Mort d’un migrant guinéen au Maroc après une intervention policière

Une intervention policière dans la forêt de Boulingo, dans le nord du Maroc, a provoqué la mort d’un migrant guinéen, samedi soir. Selon un témoin de la scène, joint par InfoMigrants, l’homme est décédé après avoir reçu un coup de matraque à la tête. Les associations dénoncent des opérations de police de plus en plus violentes.
Un migrant guinéen est mort après une intervention policière dans la forêt de Boulingo, près de Nador, dans le nord du Maroc.

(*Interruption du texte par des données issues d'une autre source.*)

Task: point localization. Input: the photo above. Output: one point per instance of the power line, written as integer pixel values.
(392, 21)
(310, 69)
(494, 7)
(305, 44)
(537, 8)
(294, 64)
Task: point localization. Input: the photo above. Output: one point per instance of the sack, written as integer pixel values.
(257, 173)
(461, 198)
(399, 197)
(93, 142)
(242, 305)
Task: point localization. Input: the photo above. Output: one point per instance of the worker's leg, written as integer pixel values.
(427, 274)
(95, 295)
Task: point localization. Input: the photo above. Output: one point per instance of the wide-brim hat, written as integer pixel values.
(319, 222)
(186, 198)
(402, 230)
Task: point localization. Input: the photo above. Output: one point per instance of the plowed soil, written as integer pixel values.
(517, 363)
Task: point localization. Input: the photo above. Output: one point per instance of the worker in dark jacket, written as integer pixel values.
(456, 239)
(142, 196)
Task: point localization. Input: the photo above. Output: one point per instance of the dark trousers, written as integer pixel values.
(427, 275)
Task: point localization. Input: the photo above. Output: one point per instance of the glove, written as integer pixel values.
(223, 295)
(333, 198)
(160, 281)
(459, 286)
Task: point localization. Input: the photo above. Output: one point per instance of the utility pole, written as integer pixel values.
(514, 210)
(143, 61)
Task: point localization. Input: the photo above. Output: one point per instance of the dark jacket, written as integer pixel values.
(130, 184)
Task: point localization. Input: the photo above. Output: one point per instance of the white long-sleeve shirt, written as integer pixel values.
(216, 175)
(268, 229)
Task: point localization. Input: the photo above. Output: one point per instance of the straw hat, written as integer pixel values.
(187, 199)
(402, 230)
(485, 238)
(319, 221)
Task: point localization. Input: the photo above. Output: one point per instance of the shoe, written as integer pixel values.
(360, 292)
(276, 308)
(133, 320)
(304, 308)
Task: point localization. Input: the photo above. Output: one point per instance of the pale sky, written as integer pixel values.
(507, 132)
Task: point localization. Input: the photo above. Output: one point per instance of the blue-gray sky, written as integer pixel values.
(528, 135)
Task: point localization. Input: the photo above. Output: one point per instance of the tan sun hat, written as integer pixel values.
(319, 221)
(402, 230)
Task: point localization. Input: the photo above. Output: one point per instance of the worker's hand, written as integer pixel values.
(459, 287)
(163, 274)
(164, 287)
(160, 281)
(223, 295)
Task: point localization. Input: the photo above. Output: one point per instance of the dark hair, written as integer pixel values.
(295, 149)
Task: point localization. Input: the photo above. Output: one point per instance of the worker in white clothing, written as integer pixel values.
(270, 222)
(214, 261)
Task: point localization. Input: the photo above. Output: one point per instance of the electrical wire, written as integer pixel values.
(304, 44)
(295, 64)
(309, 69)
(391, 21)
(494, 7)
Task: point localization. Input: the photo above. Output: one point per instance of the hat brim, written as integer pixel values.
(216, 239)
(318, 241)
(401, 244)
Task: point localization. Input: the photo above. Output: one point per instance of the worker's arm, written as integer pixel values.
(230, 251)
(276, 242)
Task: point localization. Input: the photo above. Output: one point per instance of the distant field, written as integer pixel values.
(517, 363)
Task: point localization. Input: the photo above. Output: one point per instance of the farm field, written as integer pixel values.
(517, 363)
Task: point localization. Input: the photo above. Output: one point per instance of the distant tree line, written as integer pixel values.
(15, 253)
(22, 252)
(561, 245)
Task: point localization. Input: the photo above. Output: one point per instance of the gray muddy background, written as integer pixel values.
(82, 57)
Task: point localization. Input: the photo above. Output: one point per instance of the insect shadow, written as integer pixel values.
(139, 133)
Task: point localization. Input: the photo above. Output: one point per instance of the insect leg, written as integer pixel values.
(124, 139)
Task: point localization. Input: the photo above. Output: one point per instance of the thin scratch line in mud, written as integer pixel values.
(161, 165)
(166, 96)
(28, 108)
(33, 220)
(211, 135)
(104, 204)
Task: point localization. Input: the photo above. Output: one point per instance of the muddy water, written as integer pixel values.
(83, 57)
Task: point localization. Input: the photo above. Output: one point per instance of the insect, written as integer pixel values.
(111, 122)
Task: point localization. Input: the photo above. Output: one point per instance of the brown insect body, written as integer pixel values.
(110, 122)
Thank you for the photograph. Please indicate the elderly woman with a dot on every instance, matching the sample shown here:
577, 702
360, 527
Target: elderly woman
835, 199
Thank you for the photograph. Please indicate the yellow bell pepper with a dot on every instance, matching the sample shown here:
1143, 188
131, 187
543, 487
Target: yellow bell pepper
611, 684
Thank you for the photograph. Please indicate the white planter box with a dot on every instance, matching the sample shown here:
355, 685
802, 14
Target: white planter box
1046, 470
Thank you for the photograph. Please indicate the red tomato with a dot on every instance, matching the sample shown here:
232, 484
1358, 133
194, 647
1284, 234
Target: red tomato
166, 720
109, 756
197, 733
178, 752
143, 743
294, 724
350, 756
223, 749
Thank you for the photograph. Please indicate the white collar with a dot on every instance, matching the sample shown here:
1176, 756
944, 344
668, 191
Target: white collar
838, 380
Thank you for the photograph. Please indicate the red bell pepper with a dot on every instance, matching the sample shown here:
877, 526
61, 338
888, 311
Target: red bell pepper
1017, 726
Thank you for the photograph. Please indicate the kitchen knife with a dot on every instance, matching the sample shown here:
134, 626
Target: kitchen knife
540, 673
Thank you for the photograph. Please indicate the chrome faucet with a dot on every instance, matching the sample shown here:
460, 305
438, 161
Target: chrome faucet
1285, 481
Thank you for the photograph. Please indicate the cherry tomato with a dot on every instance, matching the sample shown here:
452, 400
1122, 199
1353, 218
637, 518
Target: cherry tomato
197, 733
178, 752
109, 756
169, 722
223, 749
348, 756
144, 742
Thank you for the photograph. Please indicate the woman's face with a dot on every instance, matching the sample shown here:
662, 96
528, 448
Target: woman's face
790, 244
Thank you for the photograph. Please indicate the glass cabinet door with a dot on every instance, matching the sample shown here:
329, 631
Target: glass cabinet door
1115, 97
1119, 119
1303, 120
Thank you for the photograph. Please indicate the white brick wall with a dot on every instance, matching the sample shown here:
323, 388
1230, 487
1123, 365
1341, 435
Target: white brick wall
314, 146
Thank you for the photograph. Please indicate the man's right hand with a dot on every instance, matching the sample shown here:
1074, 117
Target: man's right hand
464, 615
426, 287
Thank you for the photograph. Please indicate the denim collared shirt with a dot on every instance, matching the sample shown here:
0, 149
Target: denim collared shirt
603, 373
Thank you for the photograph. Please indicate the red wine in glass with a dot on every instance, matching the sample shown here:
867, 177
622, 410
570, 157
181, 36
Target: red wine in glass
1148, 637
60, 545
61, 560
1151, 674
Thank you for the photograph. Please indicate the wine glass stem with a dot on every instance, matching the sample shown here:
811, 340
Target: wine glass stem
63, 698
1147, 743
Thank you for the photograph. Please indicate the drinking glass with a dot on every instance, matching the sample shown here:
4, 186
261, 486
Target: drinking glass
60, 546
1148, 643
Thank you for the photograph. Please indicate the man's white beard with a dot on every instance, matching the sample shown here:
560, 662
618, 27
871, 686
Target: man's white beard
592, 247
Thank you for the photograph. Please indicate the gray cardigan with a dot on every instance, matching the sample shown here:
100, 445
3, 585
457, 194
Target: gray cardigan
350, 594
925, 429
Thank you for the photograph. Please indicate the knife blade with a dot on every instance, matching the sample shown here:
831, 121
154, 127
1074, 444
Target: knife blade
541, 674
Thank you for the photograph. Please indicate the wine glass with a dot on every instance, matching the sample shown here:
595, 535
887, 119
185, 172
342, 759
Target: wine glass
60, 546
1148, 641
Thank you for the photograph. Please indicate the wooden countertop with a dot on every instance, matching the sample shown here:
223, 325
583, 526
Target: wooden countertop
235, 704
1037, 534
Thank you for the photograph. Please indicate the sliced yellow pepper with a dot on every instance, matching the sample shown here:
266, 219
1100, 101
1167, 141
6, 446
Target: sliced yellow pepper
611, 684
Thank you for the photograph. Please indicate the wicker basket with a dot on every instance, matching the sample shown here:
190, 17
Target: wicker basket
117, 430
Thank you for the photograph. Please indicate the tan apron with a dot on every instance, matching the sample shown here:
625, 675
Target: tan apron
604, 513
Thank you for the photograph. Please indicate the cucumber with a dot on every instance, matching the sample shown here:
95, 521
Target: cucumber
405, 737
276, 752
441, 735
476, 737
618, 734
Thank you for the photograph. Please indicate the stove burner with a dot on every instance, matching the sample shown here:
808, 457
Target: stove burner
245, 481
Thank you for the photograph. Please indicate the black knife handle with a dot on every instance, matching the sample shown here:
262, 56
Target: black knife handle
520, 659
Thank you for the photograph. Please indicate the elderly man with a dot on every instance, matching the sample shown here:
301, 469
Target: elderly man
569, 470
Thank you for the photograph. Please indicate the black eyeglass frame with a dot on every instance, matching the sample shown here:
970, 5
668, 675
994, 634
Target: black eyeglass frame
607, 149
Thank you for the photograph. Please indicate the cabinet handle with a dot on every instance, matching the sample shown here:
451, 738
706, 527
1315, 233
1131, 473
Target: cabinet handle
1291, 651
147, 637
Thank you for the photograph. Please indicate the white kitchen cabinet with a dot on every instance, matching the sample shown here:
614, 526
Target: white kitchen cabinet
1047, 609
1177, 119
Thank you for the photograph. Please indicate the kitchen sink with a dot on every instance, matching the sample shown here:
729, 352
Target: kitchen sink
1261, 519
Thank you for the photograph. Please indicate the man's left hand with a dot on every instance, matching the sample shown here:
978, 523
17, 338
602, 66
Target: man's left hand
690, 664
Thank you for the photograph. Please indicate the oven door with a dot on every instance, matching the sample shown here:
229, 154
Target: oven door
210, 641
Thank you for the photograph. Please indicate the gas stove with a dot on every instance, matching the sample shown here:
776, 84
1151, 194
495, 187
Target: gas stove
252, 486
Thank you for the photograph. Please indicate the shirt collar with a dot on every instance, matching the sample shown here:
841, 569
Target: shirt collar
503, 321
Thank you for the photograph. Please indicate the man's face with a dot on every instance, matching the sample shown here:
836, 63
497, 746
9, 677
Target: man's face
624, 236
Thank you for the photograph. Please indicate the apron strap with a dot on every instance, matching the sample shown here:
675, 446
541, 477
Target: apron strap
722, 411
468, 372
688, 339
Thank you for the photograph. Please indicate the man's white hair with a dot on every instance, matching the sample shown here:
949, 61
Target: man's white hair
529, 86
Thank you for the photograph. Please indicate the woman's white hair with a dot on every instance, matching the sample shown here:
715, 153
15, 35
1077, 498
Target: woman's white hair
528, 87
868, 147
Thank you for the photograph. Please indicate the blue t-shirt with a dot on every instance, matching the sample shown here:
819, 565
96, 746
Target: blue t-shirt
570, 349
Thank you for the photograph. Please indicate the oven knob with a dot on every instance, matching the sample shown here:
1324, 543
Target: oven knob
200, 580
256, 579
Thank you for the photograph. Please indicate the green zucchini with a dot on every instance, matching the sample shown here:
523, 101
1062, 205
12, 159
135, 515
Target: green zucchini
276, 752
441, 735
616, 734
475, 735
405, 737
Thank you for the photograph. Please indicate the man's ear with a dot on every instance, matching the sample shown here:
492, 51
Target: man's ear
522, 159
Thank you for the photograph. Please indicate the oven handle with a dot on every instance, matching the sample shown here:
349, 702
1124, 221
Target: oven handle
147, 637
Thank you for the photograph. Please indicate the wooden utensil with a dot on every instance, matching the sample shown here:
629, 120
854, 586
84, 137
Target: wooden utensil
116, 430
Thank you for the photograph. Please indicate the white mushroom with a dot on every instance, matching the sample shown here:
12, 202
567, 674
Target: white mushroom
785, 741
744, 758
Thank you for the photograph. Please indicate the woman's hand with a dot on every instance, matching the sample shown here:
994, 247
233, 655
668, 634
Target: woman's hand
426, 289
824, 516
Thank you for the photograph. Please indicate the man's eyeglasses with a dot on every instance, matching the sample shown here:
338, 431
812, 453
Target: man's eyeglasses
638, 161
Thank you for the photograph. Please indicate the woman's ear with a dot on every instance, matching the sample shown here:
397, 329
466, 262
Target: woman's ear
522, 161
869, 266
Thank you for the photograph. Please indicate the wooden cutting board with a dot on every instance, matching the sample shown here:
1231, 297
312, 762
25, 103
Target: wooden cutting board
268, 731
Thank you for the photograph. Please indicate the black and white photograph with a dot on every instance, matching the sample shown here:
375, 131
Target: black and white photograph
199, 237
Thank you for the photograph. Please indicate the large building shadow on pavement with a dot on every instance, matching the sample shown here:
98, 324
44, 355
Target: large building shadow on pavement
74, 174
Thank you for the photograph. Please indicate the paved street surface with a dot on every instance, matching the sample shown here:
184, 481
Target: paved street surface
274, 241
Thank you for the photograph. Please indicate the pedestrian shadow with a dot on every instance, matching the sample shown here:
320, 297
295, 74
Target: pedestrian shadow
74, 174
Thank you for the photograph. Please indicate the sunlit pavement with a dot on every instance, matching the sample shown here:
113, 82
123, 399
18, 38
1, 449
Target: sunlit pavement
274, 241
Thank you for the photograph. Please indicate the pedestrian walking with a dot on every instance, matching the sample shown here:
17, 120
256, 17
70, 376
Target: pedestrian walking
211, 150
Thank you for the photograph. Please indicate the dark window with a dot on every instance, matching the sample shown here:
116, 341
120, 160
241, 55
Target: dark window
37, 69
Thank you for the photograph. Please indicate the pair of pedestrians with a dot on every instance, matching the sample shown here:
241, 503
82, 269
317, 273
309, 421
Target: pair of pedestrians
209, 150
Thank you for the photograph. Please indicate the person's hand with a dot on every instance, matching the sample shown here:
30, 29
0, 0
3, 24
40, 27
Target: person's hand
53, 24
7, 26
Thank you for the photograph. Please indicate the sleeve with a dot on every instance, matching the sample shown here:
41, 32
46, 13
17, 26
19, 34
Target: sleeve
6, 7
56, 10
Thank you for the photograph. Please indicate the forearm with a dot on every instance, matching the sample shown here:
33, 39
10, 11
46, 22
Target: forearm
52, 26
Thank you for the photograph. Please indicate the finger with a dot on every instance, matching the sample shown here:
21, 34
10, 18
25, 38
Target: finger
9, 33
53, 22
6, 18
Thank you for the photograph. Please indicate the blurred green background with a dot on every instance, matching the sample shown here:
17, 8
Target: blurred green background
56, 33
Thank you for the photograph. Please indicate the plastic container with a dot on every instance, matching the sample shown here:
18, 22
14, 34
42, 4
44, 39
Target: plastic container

« Des militaires et des policiers nous ont encerclés samedi soir et ont frappé plusieurs personnes. Un Guinéen est mort après avoir reçu un coup de matraque à la tête », explique Moussa, un migrant ivoirien qui vit dans la forêt, joint par InfoMigrants.
Les migrants présents ont ensuite manifesté pour protester contre la mort de leur camarade mais ils ont été interpellés par les forces de l’ordre et emmenés dans le centre d’enfermement d’Arekmane .
Entre 2 000 et 3 000 migrants vivent dans la forêt
« Environ 150 personnes, dont des femmes et des enfants, ont été arrêtées suite à cette manifestation », signale Omar Naji, président de l’Association marocaine des droits de l’Homme (AMDH) Nador. « Les autorités veulent cacher la vérité, sinon pourquoi enfermer les témoins de la scène ? », s’interroge-t-il.
Entre 2 000 et 3 000 migrants, désireux de rejoindre l’Europe via l’Espagne, vivent dans la forêt de Boulingo dans des conditions dramatiques. Leurs journées sont rythmées par les interventions policières, qui se font généralement le soir, en pleine nuit.
« Les policiers viennent tous les jours. Ils nous frappent, détruisent nos camps et nous dépouillent : ils prennent notre argent, nos téléphones et notre nourriture », déplore Moussa.
Les associations assurent que les contrôles ont considérablement augmenté ces derniers mois. Les autorités ont même installé un camp permanent au cœur de la forêt de Boulingo pour pouvoir mieux surveiller les migrants.
« On demande sans cesse à la police d’arrêter de venir la nuit car la zone montagneuse est très dangereuse. Quand les migrants fuient les forces de l’ordre, ils peuvent tomber dans des ravins, faute de luminosité », avertit Omar Naji.
« Recrudescence des violences »
Selon Hassan Ammari, militant des droits de l’Homme et membre d’Alarm Phone au Maroc, les interventions policières sont, depuis un an et demi, de plus en plus violentes. « Nous sommes revenus à la situation d’il y a 10 ans », estime l’activiste, contacté par InfoMigrants. « Les choses s’étaient un peu calmées mais depuis début 2018, on assiste à une recrudescence des violences envers les migrants : agressions, refoulement vers le sud du pays, enfermement… sont leur lot quotidien ».
Selon Omar Naji et Hassan Ammari, le Maroc utilise l’immigration pour faire pression sur les États européens, notamment l’Espagne, en première ligne face à l’arrivée de migrants. « Rabat joue le rôle de gendarme de l’Europe et sert les politiques migratoires de l’Union européenne. Ils empêchent les migrants de traverser la mer en échange d’importantes subventions », souffle le président de l’AMDH Nador.
Face à l’imposante présence policière dans le nord du royaume, les migrants tentent de plus en plus le passage vers le Sud, via les îles espagnoles des Canaries.Un changement de route qui n’étonne pas les humanitaires. « Les migrants s’adaptent et trouvent d’autres moyens pour échapper à la surveillance policière », observe Hassan Ammari pour qui, « cette politique sécuritaire est ainsi vouée à l’échec ».